The French philosopher Alain Badiou writes of a ‘two-scene’ the view of the world unique to couples that have endured together both time and experience. We begin alone, both with our own preconceptions of the world, and as we get to know another as we know ourselves we begin to change, it is as if we destroy the old person and replace it with one that exists alongside another. In the two scene, one views the world from their own perspective, and from the perspective of a halve in a unit. This is an extraordinary, uniquely human experience, but it requires the relinquishing of complete independence, it requires the relearning of modes of living. This can be extremely painful (Badiou describes it as a destruction of the former self), and Anderson uses the act of consuming poison to reflect this consummation of the two-scene.

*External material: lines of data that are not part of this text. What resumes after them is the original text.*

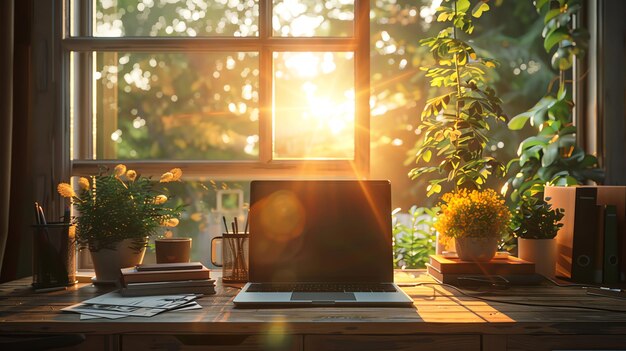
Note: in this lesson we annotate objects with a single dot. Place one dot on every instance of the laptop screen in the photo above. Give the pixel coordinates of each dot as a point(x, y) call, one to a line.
point(320, 231)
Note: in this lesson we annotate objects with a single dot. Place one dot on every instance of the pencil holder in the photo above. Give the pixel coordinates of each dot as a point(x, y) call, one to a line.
point(54, 253)
point(234, 260)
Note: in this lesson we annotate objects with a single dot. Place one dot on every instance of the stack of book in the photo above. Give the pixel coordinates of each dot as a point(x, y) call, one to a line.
point(502, 271)
point(166, 279)
point(592, 241)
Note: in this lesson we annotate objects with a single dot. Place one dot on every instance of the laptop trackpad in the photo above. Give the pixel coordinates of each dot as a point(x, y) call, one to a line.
point(322, 296)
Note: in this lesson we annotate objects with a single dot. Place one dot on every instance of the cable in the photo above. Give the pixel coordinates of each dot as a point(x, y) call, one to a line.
point(519, 303)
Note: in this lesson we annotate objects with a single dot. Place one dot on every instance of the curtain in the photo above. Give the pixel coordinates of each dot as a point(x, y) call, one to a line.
point(16, 127)
point(6, 117)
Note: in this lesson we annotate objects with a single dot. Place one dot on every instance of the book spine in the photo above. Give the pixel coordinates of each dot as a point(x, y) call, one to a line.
point(610, 274)
point(145, 277)
point(585, 236)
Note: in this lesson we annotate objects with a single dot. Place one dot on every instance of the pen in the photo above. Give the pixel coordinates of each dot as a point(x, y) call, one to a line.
point(37, 217)
point(56, 288)
point(225, 225)
point(42, 216)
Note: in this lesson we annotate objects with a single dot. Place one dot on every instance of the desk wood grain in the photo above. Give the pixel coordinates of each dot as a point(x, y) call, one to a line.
point(437, 310)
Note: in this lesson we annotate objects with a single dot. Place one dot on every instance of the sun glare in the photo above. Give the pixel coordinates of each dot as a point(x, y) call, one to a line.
point(314, 103)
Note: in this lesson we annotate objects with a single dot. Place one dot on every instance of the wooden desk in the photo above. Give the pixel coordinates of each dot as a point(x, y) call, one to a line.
point(441, 320)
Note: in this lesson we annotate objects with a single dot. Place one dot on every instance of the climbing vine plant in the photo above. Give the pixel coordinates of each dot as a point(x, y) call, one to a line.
point(455, 123)
point(552, 156)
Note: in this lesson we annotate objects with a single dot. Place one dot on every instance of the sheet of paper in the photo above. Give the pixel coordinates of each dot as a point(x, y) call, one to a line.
point(112, 305)
point(94, 315)
point(159, 301)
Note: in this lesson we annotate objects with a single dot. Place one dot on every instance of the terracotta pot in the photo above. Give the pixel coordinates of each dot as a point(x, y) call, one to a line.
point(173, 250)
point(540, 251)
point(476, 249)
point(107, 263)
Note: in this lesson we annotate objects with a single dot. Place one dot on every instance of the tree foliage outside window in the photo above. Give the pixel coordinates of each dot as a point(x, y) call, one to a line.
point(180, 115)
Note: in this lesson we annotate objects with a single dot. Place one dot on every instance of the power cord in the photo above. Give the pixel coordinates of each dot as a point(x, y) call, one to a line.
point(474, 296)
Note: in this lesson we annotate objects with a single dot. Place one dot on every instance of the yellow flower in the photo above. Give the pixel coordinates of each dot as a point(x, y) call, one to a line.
point(66, 190)
point(475, 214)
point(167, 177)
point(176, 173)
point(160, 199)
point(172, 222)
point(83, 183)
point(131, 175)
point(119, 170)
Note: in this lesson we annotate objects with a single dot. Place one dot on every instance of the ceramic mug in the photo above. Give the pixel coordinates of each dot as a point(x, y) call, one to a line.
point(172, 250)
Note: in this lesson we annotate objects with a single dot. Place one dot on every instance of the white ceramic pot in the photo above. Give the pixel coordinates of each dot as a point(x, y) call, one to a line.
point(473, 249)
point(540, 251)
point(107, 263)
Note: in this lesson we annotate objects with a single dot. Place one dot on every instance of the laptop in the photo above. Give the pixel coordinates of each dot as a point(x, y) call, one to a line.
point(320, 243)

Across the fading darkness stands Alma, holding a mushroom as the candlelight licks her shoulders. The pan hisses and the air is thick with butter and egg. A wry smile, a creased brow, a shiver, a tightened jaw. On the table, an omelet is placed neatly. Reynolds is given silence, a cue to let him know that he is about to make an important decision.

The knife screeches against the porcelain plate, and from it, one single bite of omelet is procured. Almas gaze forces Reynolds’ hand, he takes the bite. There is a mutual understanding that this bite signifies a desire to be shaped, to have no control, to rely on trust.

Almas lips part: “I want you flat on your back. Helpless, tender, open, with only me to help. And then I want you strong again.”

When the first bite of poison has been swallowed, they share a smile. The first of many from hereon.